Para quienes seáis lo suficientemente intuitivos, podréis imaginar que, dicha representación, no es más que caldo de cultivo para un fenómeno característico, aunque no exclusivo –diría que forma parte de aquello que más nos diferencia con respecto a cualquier otro mamífero superior-, de la modernidad: la neurosis. Esa distancia, esa brecha entre Yo y “mi” cuerpo, en muchos casos, es efectiva: presenciamos conductas que no se corresponden con la intención o la voluntad del fantasma que debería regir la máquina; de lo que se derivan argumentos ad hoc para hacer “casar” una conducta que no se corresponde con la visión que un Yo tiene de sí mismo o gran parte de las contradicciones que nutren la compleja subjetividad moderna.

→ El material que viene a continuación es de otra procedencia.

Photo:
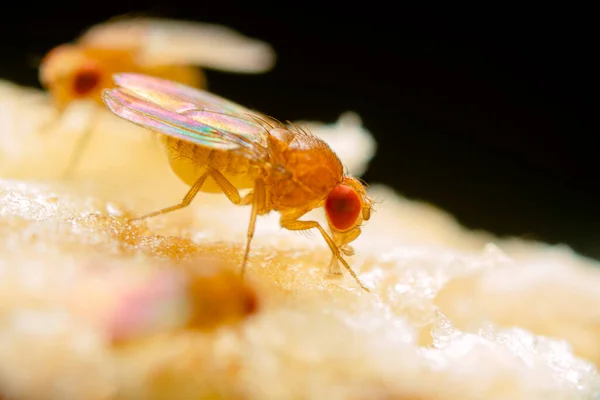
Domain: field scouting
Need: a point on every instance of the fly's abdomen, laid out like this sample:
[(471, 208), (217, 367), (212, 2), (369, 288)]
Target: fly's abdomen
[(190, 162)]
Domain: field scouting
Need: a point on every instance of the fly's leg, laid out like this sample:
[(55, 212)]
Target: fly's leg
[(258, 200), (341, 240), (294, 224), (184, 203)]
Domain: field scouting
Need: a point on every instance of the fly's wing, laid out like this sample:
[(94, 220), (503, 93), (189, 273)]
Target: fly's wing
[(188, 114), (171, 42)]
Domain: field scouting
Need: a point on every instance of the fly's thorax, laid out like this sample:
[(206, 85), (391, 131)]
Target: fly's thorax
[(189, 162), (304, 170)]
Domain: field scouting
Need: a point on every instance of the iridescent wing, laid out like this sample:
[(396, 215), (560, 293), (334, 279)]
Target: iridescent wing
[(188, 114), (172, 42)]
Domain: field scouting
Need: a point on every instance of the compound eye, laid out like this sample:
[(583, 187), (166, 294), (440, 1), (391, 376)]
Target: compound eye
[(343, 207), (85, 81)]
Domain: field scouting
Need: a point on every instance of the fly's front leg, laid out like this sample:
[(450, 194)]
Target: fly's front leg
[(293, 224), (341, 240)]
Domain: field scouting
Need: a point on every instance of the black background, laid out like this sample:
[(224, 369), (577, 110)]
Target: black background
[(488, 113)]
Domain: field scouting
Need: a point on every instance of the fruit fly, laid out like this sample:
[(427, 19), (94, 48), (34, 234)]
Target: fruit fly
[(163, 48), (215, 145)]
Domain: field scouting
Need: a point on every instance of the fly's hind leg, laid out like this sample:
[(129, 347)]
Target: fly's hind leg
[(292, 223), (184, 203)]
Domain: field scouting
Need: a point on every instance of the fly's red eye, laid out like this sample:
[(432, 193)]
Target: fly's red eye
[(342, 207), (85, 81)]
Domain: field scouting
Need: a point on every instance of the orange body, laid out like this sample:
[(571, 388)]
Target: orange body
[(215, 145), (74, 71)]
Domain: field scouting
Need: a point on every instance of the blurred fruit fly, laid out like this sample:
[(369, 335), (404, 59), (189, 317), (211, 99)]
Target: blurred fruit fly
[(288, 169), (168, 49), (199, 295)]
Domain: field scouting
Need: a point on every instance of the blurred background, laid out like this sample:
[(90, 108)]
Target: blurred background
[(485, 113)]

(No hace mucho tiempo escuché a una persona, tras una conducta similar a otras suyas en el pasado, decir: esto que he hecho es indigno de mí... Su fantasma se rebelaba contra la máquina, el autómata, ¿o fue la máquina la que se rebelaba contra el fantasma...?)

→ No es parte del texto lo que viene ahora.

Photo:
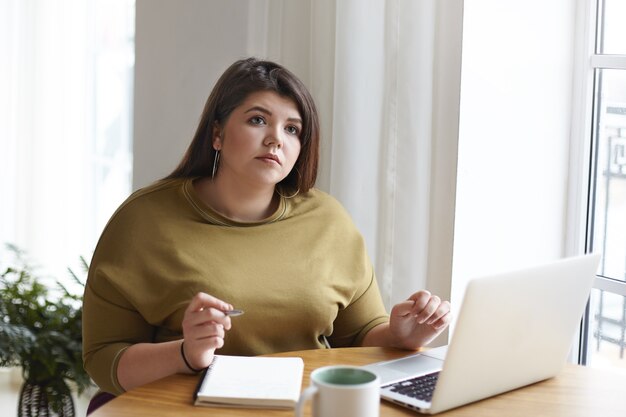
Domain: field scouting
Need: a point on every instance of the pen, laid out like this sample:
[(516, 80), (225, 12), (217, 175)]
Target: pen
[(234, 312)]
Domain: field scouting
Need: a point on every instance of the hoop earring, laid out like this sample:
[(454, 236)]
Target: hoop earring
[(216, 160)]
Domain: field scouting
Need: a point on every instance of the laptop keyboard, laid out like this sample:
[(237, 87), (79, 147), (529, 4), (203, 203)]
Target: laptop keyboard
[(421, 387)]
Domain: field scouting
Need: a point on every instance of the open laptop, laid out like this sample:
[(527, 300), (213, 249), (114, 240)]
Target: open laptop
[(513, 329)]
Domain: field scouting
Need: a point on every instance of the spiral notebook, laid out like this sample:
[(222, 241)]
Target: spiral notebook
[(250, 382)]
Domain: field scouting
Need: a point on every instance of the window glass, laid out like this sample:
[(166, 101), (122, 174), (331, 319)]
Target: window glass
[(614, 30), (607, 343), (610, 198)]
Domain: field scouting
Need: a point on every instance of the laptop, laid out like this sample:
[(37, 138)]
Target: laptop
[(513, 329)]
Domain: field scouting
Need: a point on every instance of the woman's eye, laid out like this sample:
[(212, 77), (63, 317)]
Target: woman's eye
[(257, 120), (292, 130)]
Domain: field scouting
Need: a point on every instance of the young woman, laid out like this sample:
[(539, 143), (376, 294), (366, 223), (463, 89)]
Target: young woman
[(238, 223)]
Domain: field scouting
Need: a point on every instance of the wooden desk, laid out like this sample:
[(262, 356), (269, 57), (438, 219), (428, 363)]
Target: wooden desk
[(577, 391)]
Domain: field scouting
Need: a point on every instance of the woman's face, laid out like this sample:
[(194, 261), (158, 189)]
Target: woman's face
[(260, 141)]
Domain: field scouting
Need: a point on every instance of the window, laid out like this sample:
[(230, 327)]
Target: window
[(65, 124), (604, 335)]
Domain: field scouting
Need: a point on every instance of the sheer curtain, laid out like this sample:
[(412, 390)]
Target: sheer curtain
[(64, 124), (385, 76)]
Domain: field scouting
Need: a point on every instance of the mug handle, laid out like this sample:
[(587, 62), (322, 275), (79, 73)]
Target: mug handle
[(304, 397)]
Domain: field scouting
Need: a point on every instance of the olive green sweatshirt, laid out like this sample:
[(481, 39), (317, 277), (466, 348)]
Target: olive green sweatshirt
[(300, 275)]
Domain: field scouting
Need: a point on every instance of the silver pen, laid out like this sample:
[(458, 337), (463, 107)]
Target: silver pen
[(234, 313)]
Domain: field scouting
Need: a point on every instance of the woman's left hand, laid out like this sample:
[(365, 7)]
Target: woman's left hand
[(417, 321)]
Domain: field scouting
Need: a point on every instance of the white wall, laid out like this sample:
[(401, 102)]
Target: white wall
[(181, 49), (516, 91)]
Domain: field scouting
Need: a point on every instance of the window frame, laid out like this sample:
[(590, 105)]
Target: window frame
[(584, 164)]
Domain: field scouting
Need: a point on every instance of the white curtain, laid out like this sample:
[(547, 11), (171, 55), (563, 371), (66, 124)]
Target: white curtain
[(373, 69), (62, 124)]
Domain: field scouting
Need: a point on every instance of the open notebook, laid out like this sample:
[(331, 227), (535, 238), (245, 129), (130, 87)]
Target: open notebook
[(251, 382)]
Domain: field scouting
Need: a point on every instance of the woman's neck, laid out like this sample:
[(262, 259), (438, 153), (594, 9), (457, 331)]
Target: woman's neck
[(235, 201)]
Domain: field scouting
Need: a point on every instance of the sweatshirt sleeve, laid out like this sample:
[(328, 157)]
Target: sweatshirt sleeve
[(359, 317), (110, 325)]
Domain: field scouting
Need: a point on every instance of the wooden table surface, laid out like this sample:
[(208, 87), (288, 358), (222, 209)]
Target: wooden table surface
[(577, 391)]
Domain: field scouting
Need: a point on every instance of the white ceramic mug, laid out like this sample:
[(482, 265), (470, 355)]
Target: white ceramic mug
[(342, 391)]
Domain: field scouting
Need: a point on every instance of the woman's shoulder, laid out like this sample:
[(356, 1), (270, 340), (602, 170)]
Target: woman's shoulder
[(316, 201), (146, 203)]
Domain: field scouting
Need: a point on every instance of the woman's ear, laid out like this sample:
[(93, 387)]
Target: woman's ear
[(217, 137)]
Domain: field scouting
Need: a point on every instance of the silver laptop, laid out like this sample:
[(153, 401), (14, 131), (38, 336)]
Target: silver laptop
[(513, 329)]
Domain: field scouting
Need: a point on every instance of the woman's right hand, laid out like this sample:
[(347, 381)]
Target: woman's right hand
[(204, 326)]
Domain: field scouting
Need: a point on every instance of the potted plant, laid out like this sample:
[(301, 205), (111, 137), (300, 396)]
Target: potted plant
[(40, 330)]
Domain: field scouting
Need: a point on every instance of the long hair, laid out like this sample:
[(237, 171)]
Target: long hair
[(241, 79)]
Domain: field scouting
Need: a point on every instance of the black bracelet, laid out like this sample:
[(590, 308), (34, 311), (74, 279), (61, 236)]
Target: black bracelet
[(182, 353)]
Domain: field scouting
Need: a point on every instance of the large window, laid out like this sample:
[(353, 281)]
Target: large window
[(66, 72), (604, 338)]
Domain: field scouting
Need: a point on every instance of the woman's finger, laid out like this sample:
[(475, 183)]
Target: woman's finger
[(442, 310), (202, 301), (423, 315)]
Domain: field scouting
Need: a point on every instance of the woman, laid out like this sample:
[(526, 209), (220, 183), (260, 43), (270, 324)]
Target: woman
[(238, 223)]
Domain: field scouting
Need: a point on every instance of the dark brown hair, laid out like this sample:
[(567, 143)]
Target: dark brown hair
[(241, 79)]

No nos extraña, o no debería, en definitiva, que, a la hora de la verdad, siempre es el Otro quien mejor intuye una posible conducta por nuestra parte, o el menos sorprendido ante determinada conducta. Al fantasma le sorprende más la máquina que a quien lo mira o está acostumbrado a interaccionar con ella, porque el Otro sólo puede “ver” e interaccionar con la máquina y uno mismo, nos han educado para ello, apenas “presiente” al fantasma, con quien mantiene un diálogo de sordos... Pero, como todos sabemos, los fantasmas no existen, ¿no?


No, los fantasmas no existen. Durante los últimos ciento cincuenta años se han venido haciendo experimentos de todo tipo, primero con animales, después con esos otros animales que somos nosotros, y todo parece indicar que, sea como sea, nuestra conducta, o gran parte de ella, está regida por una mecánica interna; todo aquello que entra dentro de nuestro mundo consciente, el mundo de las palabras, no es más que la “traducción” o la “sustitución” representacional, el envés, de una conducta efectiva (podemos sentir rechazo –conducta- ante determinadas personas y el fantasma ideará un discurso paralelo para justificar intencionalmente dicha conducta –diferencias raciales o de pareceres; atribución de cualidades, subjetivas, por parte de quien las atribuye, al individuo discriminado...-, que, a su vez, no deja de ser una conducta en sí misma). Ésta es la razón por la que la psiquiatría contemporánea, sea cual sea la escuela que se juegue la pertinente subvención, entiende que el equilibrio o la “salud mental” –ojo con estas expresiones- de un individuo está estrechamente relacionado con la adecuación entre fantasma y la máquina.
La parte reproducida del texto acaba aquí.